[December 20, 2022]1
Ninja Ittoki is an action show about teenage ninjas in robot suits, and it’s surprisingly frustrating because it comes so close to being a good show. Character growth, little world-building details, a willingness to take risks, fight scenes that actually matter, occasional comedy to lighten the mood, a plot that wraps up in a timely manner: a lot of it only sort of works, some of the time, but its heart is in the right place.
The early episodes are problematic. If I can’t understand how the characters feel, I can’t get invested: like a ninja after dropping a smoke bomb, suspension of disbelief is nowhere to be found. A character makes a strange choice: am I supposed to be surprised by that, or am I putting more thought into this than the writers did?

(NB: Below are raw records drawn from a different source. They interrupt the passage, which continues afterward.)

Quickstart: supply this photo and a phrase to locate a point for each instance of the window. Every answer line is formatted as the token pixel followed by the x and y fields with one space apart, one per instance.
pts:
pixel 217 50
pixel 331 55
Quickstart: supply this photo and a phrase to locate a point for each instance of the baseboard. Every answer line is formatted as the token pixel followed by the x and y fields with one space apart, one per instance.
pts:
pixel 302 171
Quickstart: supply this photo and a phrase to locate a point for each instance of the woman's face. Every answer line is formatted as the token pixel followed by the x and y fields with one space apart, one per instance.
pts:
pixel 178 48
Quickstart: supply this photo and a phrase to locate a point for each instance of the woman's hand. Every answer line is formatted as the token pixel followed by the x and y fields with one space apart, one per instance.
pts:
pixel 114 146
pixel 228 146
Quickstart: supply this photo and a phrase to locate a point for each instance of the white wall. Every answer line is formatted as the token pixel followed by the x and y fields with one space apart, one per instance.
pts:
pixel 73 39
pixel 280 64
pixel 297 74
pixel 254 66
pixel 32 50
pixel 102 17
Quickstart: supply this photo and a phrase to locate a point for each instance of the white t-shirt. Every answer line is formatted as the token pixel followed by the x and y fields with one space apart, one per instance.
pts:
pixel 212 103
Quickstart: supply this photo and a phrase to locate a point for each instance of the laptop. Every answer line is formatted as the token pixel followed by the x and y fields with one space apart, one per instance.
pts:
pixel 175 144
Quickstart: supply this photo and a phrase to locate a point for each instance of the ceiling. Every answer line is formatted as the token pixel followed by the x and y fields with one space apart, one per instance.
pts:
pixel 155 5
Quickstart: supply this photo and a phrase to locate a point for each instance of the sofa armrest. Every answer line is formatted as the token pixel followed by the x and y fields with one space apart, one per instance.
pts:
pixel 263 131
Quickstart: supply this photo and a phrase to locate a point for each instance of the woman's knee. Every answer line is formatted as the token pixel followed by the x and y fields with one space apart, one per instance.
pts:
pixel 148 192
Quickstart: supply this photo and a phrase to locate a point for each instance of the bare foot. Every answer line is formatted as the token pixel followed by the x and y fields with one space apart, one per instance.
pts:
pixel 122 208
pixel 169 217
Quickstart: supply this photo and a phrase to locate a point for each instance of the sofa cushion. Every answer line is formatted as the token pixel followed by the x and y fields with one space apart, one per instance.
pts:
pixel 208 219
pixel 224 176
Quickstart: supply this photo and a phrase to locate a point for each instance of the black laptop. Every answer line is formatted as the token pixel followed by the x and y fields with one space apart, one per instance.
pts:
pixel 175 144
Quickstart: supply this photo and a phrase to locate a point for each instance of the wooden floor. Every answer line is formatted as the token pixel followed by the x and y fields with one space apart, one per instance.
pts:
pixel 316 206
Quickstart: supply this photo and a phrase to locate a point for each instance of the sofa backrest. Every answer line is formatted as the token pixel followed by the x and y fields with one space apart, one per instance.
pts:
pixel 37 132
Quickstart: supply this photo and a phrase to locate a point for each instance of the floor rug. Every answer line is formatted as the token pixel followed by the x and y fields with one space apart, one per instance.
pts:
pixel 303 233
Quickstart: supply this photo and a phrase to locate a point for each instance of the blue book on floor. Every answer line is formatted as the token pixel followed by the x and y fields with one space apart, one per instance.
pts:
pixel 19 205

The surface-level content is fine: there’s no plot hole. We’re just missing the motivation.
The rest of the season is much improved, like an intensive care patient making steady progress toward a full recovery. It’s still flawed: the villains are never well motivated, and I would have liked to see less emphasis on Ittoki’s robot suit and more on his training. Still, I must admit, by committing so hard to taking itself so seriously, Ninja Ittoki eventually wins on sincerity, and the final episodes are downright exciting.
If you want to see high school students fight with knives in robot suits, and you also want a show with a heart and a brain, Ninja Ittoki works, more or less. There are better choices, like rewatching Future Diary, No Game No Life, or Chivalry of a Failed Knight. On the other hand, to my surprise, I think I would watch Ninja Ittoki stumble through another twelve awkwardly sincere episodes of knife-fighting ninja friends.
I almost dropped this show so many times in the first half of the season, and yet somehow it works, at least from the beach episode onward. At the end, I even went back and rewatched a few scenes because I had enjoyed them. I give it the dubious “most improved” award.